In Jauja, Alonso and his writer Fabian Casas start the film at a ragged outpost somewhere in South America. The audience is introduced to a Danish soldier (Viggo Mortensen), his daughter, and a band of Hispanic military men. Once his daughter elopes with a young soldier, the film’s narrative unravels. The audience is left to endure an uneventful bore of a film. It even discards its one potential curio: a confrontation with the mythically unhinged Zuluaga, a legendary soldier beating a path into the wilderness.
Jauja casts a weak shadow on the films it aspires to be. Alonso half-heartedly attempts to mimic Alejandro Jordorowsky’s surrealist Western humour, barely mustering a chuckle. Connoisseurs of anti-narrative naval gazing audaciously compare Alonso’s work to Andrei Tarkovsky. The Russian’s films might have been glacially paced and lightly sprinkled with dialogue, but their symbolism was pregnant with genuine meaning. To conflate lacklustre imitation with genuine artistry is a lazy error committed all too frequently.

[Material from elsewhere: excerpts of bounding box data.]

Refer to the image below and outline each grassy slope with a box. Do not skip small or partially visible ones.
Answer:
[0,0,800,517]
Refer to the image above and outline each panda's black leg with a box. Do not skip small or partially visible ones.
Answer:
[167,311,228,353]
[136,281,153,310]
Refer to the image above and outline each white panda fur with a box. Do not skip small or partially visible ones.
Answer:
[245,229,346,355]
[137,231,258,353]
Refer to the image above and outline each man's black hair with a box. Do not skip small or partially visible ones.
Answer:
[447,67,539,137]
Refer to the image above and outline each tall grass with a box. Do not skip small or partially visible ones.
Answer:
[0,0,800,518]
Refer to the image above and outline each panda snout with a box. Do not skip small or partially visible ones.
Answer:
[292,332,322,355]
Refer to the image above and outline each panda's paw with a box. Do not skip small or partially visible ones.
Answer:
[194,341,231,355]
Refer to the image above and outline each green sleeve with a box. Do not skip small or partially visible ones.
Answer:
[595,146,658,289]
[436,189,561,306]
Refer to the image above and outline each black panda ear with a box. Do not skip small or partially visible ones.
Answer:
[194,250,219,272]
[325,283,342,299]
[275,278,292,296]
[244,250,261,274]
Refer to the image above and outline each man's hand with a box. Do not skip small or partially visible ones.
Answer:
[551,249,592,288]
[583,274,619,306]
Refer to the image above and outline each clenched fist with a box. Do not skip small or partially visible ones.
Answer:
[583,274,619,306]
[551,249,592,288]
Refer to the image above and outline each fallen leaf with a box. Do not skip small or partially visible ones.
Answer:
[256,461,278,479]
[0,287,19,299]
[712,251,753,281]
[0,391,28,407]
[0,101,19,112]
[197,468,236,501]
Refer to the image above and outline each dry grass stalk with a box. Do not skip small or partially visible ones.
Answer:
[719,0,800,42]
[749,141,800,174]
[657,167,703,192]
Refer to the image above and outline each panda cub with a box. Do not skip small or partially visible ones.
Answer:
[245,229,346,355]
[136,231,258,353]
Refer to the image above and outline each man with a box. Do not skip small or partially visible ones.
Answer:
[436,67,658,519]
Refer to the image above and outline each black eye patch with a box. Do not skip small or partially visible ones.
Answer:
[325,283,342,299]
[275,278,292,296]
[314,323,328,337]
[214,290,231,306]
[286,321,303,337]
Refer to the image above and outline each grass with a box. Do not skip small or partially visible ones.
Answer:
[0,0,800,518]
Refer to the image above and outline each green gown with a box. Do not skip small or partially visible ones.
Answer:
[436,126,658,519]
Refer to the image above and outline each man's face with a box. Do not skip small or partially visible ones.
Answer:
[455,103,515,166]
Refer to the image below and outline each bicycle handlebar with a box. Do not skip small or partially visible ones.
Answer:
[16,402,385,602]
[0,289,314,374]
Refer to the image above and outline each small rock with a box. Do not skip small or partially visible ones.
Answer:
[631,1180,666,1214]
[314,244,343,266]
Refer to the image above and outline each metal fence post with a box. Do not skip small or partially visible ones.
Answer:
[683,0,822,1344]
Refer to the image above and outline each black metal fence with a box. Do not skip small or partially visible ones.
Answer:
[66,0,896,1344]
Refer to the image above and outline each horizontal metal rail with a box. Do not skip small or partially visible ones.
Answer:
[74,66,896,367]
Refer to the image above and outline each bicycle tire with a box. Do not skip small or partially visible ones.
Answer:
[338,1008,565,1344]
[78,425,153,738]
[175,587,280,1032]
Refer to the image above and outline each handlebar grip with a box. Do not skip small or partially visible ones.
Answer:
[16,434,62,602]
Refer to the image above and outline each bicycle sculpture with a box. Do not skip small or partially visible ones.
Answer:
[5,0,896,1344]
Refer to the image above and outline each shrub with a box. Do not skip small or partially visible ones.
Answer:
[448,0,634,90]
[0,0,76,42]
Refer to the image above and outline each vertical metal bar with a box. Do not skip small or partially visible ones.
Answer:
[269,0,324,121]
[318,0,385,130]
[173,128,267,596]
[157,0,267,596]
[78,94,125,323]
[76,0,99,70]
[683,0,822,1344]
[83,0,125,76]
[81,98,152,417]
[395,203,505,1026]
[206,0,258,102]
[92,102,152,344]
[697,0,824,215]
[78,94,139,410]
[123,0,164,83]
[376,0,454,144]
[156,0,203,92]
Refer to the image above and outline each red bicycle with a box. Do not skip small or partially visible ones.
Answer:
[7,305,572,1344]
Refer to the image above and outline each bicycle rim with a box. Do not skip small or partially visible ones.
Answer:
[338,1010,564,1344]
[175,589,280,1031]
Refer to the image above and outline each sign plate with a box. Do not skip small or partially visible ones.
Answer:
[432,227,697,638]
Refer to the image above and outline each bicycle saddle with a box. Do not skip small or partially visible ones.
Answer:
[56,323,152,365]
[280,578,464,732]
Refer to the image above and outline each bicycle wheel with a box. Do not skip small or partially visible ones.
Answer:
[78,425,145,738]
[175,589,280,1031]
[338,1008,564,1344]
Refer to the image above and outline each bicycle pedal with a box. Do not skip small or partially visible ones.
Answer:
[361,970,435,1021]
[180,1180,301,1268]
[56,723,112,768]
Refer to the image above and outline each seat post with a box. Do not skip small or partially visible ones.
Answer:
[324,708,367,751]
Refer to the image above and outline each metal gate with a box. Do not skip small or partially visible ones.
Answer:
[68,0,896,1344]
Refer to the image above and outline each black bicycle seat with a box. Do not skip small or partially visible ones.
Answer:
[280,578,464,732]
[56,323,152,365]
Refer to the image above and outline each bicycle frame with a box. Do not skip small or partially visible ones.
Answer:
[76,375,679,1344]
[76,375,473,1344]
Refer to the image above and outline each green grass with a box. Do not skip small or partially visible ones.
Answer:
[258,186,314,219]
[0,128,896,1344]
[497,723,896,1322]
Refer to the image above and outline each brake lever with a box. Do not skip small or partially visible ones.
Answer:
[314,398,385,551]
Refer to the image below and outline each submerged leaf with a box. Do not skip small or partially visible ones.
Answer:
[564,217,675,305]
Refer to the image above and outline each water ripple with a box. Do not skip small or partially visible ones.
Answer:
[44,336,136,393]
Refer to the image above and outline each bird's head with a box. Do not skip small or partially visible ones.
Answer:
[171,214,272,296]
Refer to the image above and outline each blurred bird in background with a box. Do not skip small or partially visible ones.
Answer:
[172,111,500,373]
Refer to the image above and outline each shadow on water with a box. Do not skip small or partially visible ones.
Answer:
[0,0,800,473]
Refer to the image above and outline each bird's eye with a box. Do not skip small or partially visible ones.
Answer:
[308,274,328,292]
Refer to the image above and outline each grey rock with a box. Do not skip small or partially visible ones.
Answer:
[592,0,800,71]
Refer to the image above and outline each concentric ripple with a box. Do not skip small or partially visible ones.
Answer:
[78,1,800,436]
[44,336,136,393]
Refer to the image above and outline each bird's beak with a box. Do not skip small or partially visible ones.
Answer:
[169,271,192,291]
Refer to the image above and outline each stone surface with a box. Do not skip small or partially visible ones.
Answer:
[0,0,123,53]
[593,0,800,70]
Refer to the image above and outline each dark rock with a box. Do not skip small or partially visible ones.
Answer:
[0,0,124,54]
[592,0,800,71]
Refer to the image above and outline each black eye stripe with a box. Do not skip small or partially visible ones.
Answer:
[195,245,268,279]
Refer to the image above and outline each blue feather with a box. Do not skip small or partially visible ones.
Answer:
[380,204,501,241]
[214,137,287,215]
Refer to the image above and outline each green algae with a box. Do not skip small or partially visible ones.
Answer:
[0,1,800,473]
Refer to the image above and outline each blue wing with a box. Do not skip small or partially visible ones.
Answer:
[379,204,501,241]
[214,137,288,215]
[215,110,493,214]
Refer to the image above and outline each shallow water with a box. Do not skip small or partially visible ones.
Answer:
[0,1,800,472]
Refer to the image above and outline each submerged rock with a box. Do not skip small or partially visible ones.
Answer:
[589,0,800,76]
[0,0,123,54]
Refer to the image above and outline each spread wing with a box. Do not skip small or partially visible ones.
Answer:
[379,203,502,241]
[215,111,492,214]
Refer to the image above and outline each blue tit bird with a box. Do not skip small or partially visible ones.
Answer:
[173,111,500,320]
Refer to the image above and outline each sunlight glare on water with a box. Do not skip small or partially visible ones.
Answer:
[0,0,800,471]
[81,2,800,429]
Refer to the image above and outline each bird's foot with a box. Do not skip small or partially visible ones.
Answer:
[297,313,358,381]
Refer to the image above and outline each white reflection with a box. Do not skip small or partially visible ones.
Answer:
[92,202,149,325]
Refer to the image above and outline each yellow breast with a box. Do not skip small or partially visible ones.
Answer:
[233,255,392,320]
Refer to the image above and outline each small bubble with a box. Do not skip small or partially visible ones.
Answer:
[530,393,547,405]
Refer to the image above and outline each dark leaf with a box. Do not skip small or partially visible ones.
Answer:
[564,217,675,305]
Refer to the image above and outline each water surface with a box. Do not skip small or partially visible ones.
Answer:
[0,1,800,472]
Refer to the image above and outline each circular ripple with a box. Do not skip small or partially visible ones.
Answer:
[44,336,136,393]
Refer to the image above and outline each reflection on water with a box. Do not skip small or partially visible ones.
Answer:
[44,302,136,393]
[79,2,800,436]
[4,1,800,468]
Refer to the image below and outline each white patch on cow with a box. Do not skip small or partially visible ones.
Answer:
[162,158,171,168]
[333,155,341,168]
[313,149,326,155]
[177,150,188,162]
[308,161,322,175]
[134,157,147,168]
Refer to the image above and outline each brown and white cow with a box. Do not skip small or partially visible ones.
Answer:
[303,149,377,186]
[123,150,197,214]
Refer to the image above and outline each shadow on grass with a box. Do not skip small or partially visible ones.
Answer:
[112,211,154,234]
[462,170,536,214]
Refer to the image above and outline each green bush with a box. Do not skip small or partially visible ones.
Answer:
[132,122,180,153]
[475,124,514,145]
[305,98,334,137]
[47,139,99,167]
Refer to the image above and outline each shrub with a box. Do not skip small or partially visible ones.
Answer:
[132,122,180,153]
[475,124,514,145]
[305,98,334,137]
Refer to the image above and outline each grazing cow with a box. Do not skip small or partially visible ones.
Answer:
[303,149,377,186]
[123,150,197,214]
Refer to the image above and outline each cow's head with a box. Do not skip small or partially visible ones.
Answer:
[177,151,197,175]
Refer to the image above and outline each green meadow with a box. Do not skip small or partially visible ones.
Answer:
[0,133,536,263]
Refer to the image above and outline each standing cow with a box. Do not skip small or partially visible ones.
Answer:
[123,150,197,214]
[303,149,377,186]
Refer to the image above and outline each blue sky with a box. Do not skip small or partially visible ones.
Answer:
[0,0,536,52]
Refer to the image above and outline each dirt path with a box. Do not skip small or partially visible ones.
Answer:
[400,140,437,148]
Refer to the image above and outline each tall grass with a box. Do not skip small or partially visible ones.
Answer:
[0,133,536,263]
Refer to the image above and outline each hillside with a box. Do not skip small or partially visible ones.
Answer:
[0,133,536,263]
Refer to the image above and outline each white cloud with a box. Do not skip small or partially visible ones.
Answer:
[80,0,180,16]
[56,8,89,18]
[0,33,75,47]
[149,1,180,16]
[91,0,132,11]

Some of Juaja’s personable touches are interesting. The boxy aspect ratio of its round-edged screen, the rich hues of its primary colour filters, even its episodic nature, point to an appreciation for early film. However, static picturesque shots and minor references to a bygone era don’t make for a pneumatic watch. The pretense of existential levity is extremely grating. Ingmar Bergman’s films weren’t existentially weighty because of his visual flair and considered rhythm. Wild Strawberries and The Seventh Seal were packed with imagery and core themes relating to the burden of freedom and man’s relationship to finitude, all entirely missing here.
After 50 minutes or so, tedium sets in and the whole experience becomes torturous. It is a typical sleight of hand from the pseudo-intellectual to convince the public that something lies deeper here. Jauja is a truly alienating experience.
Mark Warburton
Jauja does not yet have UK release date.